The I.R.S. 501(c)(4) Application Scandal

So you may have heard that the IRS has been caught targeting overreaching audits at TEA Party groups.

I’ll admit that when I first heard these groups complaining that they were being targeted for their politics, I thought they were probably just being paranoid and histrionic. Turns out they were right.

There’s somewhat less to the story than the headlines might lead you to believe. There isn’t much solid evidence that anyone in the White House, or in the IRS, was on a “let’s nail the TEA Party” kick, exactly.

The IRS did target groups for their politics, but they did so in the course of trying to find groups who were illegally politicking while organized as 501(c)(4) organizations. In other words, they were looking for political groups because they had a reason to be looking for political groups.

501(c)(4) is a variety of tax-exempt non-profit organization. You cannot be a 501(c)(4) if your purpose is to do electioneering and other such political advocacy. But you can if your main purpose is to promote “social welfare,” even if this occasionally includes political work. Naturally, this fuzziness has led to a bunch of political groups trying to redefine themselves as social welfare groups so they can qualify for the exemption. So the IRS has wanted to give extra scrutiny to applications from groups that are attempting to organize under this section to make sure they’re not campaign funds in disguise.

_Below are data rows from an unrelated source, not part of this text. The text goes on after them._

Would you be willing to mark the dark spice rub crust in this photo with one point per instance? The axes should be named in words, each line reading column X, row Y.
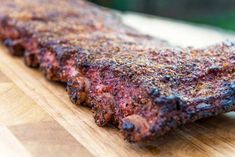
column 134, row 81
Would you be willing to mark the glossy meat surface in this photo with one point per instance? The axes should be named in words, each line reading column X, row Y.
column 134, row 81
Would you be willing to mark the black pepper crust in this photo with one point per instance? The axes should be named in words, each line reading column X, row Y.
column 139, row 83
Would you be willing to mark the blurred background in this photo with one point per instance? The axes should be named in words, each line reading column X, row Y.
column 220, row 13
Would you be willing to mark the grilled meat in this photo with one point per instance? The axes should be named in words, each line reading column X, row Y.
column 134, row 81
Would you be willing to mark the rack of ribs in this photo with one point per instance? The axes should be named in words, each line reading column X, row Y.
column 139, row 83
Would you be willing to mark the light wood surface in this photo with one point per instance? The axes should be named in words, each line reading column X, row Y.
column 38, row 120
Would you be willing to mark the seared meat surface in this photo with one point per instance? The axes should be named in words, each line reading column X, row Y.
column 134, row 81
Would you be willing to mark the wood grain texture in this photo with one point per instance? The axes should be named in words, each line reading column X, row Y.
column 37, row 119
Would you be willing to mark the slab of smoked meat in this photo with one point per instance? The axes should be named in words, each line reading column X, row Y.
column 134, row 81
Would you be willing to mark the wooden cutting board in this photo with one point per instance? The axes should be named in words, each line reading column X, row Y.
column 38, row 120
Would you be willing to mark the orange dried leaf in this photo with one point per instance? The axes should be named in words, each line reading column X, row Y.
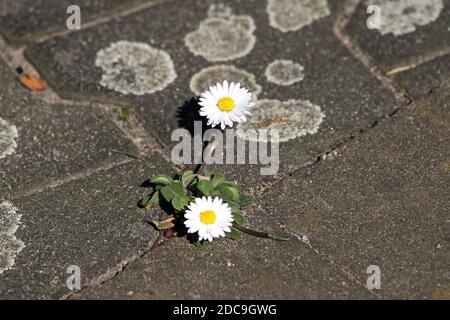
column 32, row 82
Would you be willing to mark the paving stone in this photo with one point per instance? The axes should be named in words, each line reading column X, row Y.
column 249, row 268
column 381, row 200
column 93, row 223
column 24, row 21
column 406, row 45
column 425, row 78
column 54, row 141
column 349, row 96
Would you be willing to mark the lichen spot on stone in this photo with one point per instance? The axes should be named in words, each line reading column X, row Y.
column 292, row 119
column 292, row 15
column 10, row 246
column 222, row 37
column 284, row 72
column 402, row 16
column 8, row 137
column 135, row 68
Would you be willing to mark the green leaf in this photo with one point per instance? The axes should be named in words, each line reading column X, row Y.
column 162, row 179
column 238, row 218
column 207, row 172
column 205, row 187
column 144, row 201
column 177, row 187
column 201, row 245
column 168, row 193
column 245, row 201
column 188, row 177
column 217, row 179
column 180, row 202
column 233, row 234
column 229, row 193
column 173, row 190
column 234, row 207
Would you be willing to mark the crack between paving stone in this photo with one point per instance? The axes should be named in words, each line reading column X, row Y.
column 139, row 136
column 265, row 185
column 133, row 129
column 111, row 272
column 339, row 31
column 92, row 23
column 337, row 265
column 73, row 177
column 418, row 60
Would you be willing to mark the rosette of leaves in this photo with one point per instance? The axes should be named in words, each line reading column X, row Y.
column 176, row 193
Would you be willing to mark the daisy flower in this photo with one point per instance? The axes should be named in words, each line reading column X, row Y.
column 224, row 104
column 211, row 218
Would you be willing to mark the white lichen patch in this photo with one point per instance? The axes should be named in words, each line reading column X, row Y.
column 210, row 76
column 219, row 10
column 402, row 16
column 222, row 36
column 292, row 15
column 292, row 119
column 10, row 246
column 8, row 136
column 135, row 68
column 284, row 72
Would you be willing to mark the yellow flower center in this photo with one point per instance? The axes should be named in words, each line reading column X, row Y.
column 208, row 217
column 226, row 104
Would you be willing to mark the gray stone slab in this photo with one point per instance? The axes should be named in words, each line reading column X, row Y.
column 93, row 223
column 54, row 141
column 381, row 200
column 24, row 21
column 425, row 78
column 409, row 30
column 249, row 268
column 349, row 96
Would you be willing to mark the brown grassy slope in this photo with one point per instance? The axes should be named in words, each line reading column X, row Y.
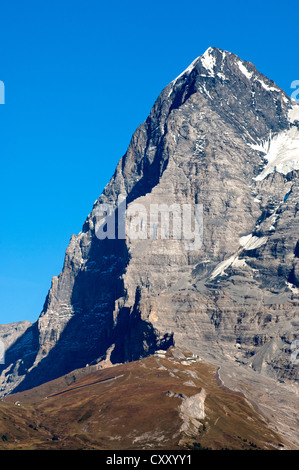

But the IRS, as I’ve been gleefully noting hereabouts, has been struggling with a shrinking budget and workforce in recent years. During the run-up to the last election, the agency got a bunch of applications for new 501(c)(4) groups, more than it could handle, and so it tried to come up with a way of scrutinizing those that seemed more likely than not to be improperly political groups.

One way they selected groups to scrutinize more closely — and the IRS claims that this decision was made by a rank-and-file employee of the agency — was to see if they had words like “patriot” or “TEA Party” in their names. This had the effect of skewing IRS harassment toward right-wing critics of the status quo.

501(c)(4) groups also have the advantage (particularly when they are being used as cover for electioneering) that they do not have to report who donates money to them, the way political campaigns do. But during the IRS inquiries into these right-wing protest groups, the agency asked the groups to provide a list of their donors, which it was not authorized to do. I haven’t yet seen a good explanation for how that turn of events came about (a TIGTA report on the scandal will be released soon, and may have some details).

When these groups initially raised the alarm and said they suspected they were being targeted, asked inappropriately delving questions, and having their applications delayed for partisan reasons, the IRS flatly denied it was doing anything of the sort. The recent revelations are an embarrassing walk-back for the agency.